I fired up the Dropbox website to try it out. To get started, click on the Paper link that shows on the left sidewhen logged into Dropbox, or visit https://paper.dropbox.com/.
Your Dropbox Paper files are separate from your regular files stored in Dropbox. I couldn’t find any way to see the Paper files unless I was on the website or in the Dropbox Paper app on mobile.
Once logged in, you can see you files like you would see in Google Drive or Office 365. There are templates to help you get started with a document, or you can start with a blank document.
The editor is totally context aware, meaning that formatting tools do not show up unless they can be used. Highlighting text, will show the formatting tools and allow you to apply the formatting to the selected text.

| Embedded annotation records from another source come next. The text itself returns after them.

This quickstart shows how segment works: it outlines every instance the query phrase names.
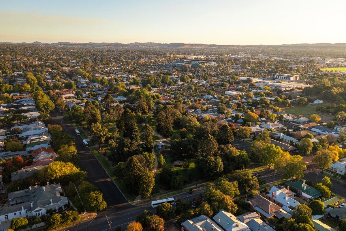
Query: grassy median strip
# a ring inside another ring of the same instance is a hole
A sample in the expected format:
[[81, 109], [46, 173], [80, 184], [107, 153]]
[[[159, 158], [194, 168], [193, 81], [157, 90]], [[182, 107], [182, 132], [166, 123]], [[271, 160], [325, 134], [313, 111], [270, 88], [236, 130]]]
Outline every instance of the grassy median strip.
[[131, 203], [134, 201], [135, 197], [133, 194], [127, 190], [127, 189], [126, 188], [122, 181], [115, 175], [113, 168], [109, 165], [109, 163], [95, 148], [91, 148], [90, 149], [100, 163], [101, 163], [101, 165], [103, 167], [103, 168], [110, 176], [113, 181], [118, 186], [119, 189], [122, 192], [122, 193], [125, 196], [126, 199]]

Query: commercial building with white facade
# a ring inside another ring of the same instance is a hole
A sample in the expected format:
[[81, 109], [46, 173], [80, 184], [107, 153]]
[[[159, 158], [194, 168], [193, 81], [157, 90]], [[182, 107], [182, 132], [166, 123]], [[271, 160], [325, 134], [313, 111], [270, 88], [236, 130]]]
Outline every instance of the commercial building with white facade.
[[284, 79], [286, 80], [298, 80], [299, 79], [299, 75], [294, 74], [272, 74], [272, 77], [274, 79]]
[[195, 66], [201, 65], [203, 66], [216, 66], [217, 64], [215, 60], [199, 60], [194, 59], [191, 61], [191, 65]]

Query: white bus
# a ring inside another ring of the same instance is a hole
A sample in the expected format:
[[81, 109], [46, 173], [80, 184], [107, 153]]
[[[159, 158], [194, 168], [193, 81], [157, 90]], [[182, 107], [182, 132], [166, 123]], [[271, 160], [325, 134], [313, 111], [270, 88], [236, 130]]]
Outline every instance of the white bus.
[[169, 203], [171, 205], [174, 205], [174, 198], [167, 198], [167, 199], [164, 199], [162, 200], [159, 200], [158, 201], [155, 201], [152, 202], [152, 207], [153, 208], [156, 208], [162, 204], [163, 204], [165, 202]]

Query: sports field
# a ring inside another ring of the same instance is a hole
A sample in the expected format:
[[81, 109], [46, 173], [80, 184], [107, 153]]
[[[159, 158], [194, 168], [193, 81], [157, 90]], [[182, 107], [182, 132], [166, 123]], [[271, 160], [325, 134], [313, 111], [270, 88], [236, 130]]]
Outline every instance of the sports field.
[[339, 71], [346, 71], [346, 67], [344, 68], [321, 68], [321, 70], [324, 71], [334, 71], [335, 72], [336, 71], [337, 72]]

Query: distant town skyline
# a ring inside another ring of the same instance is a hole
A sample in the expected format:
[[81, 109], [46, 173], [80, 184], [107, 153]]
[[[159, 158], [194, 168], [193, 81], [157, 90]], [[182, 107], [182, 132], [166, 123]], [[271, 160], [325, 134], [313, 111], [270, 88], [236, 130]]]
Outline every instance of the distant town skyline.
[[[0, 42], [248, 45], [346, 42], [339, 0], [7, 1]], [[336, 6], [337, 6], [337, 8]]]

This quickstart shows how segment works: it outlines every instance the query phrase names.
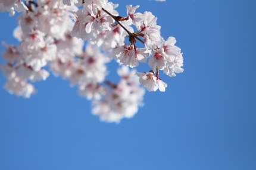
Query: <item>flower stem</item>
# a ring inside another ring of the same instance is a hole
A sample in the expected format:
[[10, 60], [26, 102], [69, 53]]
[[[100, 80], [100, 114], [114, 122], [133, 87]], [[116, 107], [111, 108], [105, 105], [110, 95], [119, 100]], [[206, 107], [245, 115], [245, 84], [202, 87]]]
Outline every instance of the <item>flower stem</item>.
[[137, 36], [135, 35], [134, 34], [133, 34], [131, 32], [130, 32], [129, 31], [128, 31], [128, 30], [126, 29], [126, 28], [124, 27], [124, 26], [122, 24], [121, 24], [120, 22], [119, 22], [119, 21], [118, 20], [118, 19], [117, 18], [117, 16], [114, 16], [114, 15], [112, 15], [110, 13], [110, 12], [108, 12], [108, 11], [107, 11], [106, 9], [105, 9], [103, 8], [102, 8], [102, 10], [105, 12], [106, 12], [107, 14], [108, 14], [109, 15], [110, 15], [115, 21], [115, 22], [117, 22], [117, 24], [118, 24], [119, 25], [120, 25], [121, 27], [122, 27], [128, 33], [128, 35], [130, 37], [135, 37], [135, 39], [136, 39], [137, 40], [138, 40], [139, 41], [140, 41], [141, 42], [142, 42], [142, 43], [145, 44], [145, 41], [143, 40], [142, 40], [142, 39], [141, 39], [140, 38], [139, 38], [138, 37], [137, 37]]

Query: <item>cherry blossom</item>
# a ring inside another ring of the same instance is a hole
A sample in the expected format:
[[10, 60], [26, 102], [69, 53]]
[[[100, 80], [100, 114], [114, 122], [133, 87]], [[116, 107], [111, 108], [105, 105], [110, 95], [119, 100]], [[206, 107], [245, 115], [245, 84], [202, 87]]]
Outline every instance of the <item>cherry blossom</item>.
[[[36, 91], [32, 83], [52, 73], [76, 86], [101, 120], [118, 123], [133, 117], [143, 105], [145, 88], [168, 90], [161, 73], [183, 72], [183, 57], [174, 37], [161, 36], [152, 12], [127, 5], [120, 16], [118, 7], [108, 0], [1, 0], [0, 12], [23, 12], [13, 33], [18, 45], [2, 43], [4, 88], [30, 98]], [[108, 76], [113, 60], [121, 65], [117, 83]], [[143, 63], [149, 71], [129, 69]]]

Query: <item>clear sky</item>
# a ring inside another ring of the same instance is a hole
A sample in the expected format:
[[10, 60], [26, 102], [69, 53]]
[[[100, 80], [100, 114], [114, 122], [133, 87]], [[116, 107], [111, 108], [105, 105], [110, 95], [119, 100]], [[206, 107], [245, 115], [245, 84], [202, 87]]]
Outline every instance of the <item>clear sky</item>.
[[[147, 92], [119, 124], [99, 121], [52, 75], [29, 100], [0, 88], [0, 169], [256, 169], [256, 1], [113, 2], [123, 14], [132, 4], [156, 15], [163, 36], [177, 39], [185, 72], [163, 77], [167, 91]], [[16, 17], [0, 14], [1, 41], [17, 43]]]

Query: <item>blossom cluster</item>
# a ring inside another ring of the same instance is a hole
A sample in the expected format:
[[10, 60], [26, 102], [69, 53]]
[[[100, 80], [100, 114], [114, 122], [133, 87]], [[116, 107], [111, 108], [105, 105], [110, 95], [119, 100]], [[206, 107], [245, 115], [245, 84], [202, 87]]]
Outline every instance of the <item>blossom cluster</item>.
[[[127, 16], [121, 17], [118, 6], [108, 0], [1, 0], [0, 12], [24, 11], [14, 31], [20, 44], [3, 43], [5, 88], [29, 98], [36, 92], [31, 83], [46, 79], [50, 70], [92, 100], [92, 113], [101, 120], [118, 123], [133, 117], [143, 105], [141, 85], [165, 91], [160, 72], [169, 76], [182, 72], [183, 56], [175, 38], [161, 36], [151, 12], [136, 12], [139, 6], [129, 5]], [[118, 84], [105, 78], [111, 60], [123, 66]], [[140, 63], [148, 63], [149, 70], [127, 68]]]

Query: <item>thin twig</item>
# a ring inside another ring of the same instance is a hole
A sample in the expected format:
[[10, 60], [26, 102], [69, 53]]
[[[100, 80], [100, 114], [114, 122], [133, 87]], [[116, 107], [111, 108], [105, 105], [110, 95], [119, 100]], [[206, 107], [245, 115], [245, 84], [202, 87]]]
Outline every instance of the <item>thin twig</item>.
[[115, 22], [117, 23], [117, 24], [119, 24], [119, 25], [120, 25], [127, 33], [128, 35], [130, 37], [135, 37], [135, 39], [136, 39], [137, 40], [138, 40], [139, 41], [140, 41], [141, 42], [142, 42], [142, 43], [145, 44], [145, 41], [143, 40], [142, 40], [142, 39], [141, 39], [140, 38], [134, 35], [133, 33], [132, 33], [131, 32], [130, 32], [129, 31], [128, 31], [127, 29], [126, 29], [126, 27], [124, 27], [124, 25], [122, 25], [122, 24], [121, 24], [120, 22], [119, 22], [119, 21], [117, 19], [117, 16], [114, 16], [113, 15], [112, 15], [110, 13], [110, 12], [108, 12], [108, 11], [107, 11], [106, 9], [105, 9], [104, 8], [102, 8], [102, 10], [106, 12], [107, 14], [108, 14], [109, 15], [110, 15], [115, 21]]

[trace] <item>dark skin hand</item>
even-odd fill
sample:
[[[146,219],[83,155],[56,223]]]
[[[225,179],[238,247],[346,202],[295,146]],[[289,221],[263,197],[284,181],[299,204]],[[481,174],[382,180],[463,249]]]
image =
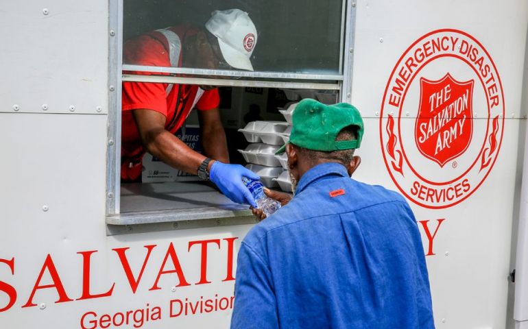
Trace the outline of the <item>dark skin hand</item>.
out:
[[[274,199],[280,202],[280,206],[282,206],[288,204],[291,199],[291,195],[288,193],[270,190],[267,188],[264,188],[264,194],[267,195],[268,197],[271,197],[272,199]],[[250,209],[251,209],[251,212],[253,212],[253,215],[255,215],[259,221],[266,218],[266,215],[261,210],[253,207],[250,207]]]

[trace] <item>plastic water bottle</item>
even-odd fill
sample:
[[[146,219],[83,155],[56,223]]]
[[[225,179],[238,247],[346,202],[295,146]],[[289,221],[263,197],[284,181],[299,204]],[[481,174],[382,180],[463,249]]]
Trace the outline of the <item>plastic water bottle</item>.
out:
[[[280,208],[280,202],[268,197],[264,194],[264,185],[260,180],[243,177],[242,182],[253,195],[259,209],[266,214],[266,217],[269,216]]]

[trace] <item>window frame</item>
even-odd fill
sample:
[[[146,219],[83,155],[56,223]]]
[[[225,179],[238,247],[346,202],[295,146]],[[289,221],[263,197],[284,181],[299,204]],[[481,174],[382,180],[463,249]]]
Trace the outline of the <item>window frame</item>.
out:
[[[351,100],[353,45],[355,25],[355,0],[342,0],[341,36],[339,70],[341,74],[309,74],[284,72],[248,72],[241,71],[204,70],[189,68],[168,68],[123,64],[123,1],[109,0],[108,35],[108,131],[106,163],[106,215],[108,224],[129,226],[160,223],[180,221],[211,219],[211,214],[200,216],[193,212],[160,210],[152,213],[141,212],[121,214],[121,84],[124,81],[146,82],[211,84],[220,86],[287,88],[333,90],[339,92],[339,101]],[[123,71],[155,73],[184,73],[191,77],[167,75],[133,75]],[[217,79],[232,77],[234,79]],[[224,213],[226,212],[226,213]],[[248,212],[219,211],[222,218],[248,217]],[[190,217],[186,217],[186,214]]]

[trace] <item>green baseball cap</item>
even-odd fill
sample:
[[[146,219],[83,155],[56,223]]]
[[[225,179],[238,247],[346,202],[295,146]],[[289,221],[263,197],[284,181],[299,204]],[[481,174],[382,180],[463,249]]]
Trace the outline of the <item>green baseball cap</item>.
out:
[[[325,105],[315,99],[304,99],[296,106],[291,121],[293,127],[288,143],[305,149],[328,152],[357,149],[361,143],[363,133],[361,115],[355,107],[348,103]],[[357,139],[336,141],[339,132],[349,125],[358,127]],[[286,145],[275,154],[282,154],[285,149]]]

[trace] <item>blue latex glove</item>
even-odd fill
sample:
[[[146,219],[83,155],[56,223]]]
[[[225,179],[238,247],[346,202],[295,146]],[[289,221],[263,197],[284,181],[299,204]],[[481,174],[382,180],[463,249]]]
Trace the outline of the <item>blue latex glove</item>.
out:
[[[257,208],[256,202],[250,190],[242,182],[242,177],[260,180],[253,171],[240,164],[228,164],[215,161],[211,167],[209,179],[216,184],[224,195],[233,202],[248,204]]]

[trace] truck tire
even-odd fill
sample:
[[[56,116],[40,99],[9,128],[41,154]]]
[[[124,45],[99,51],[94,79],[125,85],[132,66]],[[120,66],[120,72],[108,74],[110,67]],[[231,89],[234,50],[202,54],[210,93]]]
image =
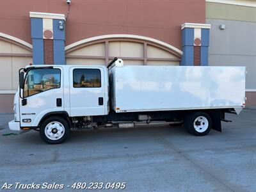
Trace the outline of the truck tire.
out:
[[[61,143],[68,136],[70,132],[68,122],[60,116],[47,118],[40,128],[41,138],[49,144]]]
[[[204,112],[195,112],[188,114],[184,119],[184,127],[191,134],[204,136],[210,132],[212,120]]]

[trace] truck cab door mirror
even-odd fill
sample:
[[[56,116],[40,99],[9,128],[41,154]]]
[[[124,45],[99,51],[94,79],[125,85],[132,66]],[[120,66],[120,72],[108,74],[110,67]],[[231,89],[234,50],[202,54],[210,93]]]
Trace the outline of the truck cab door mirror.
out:
[[[24,72],[21,72],[20,73],[19,78],[19,83],[20,85],[20,88],[24,89]]]

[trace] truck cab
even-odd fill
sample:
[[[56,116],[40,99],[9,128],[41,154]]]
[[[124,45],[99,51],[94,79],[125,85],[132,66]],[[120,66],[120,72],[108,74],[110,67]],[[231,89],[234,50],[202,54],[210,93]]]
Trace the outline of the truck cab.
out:
[[[52,115],[70,118],[108,113],[104,66],[29,65],[20,70],[20,82],[11,130],[37,129]]]

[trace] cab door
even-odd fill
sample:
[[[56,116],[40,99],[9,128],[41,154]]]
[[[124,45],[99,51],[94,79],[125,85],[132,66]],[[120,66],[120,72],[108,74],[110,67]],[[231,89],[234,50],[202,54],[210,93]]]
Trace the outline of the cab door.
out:
[[[104,68],[70,68],[70,104],[72,116],[106,115]]]
[[[37,126],[47,113],[63,111],[62,74],[61,67],[33,67],[28,70],[23,99],[20,98],[19,102],[21,127]]]

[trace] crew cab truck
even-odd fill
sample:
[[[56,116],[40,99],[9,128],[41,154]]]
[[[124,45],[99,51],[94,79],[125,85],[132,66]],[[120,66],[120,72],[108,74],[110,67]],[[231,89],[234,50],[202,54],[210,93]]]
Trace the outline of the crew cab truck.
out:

Checkboxes like in Evernote can be added to a document, and each item in the list can be assigned to a user. This can come in handy when using Dropbox Paper for meeting notes.
Unfortunately, documents shared from Dropbox Paper can only be edited with a Dropbox account. The recipient can view the document, but to edit it, they will need a Dropbox account.
If you already are using shared documents in Google Drive or Office 365, Dropbox Paper would be a hard sell. But, if you already have people using Dropbox, or you want a quick and dirty document editor, you may want to check it out.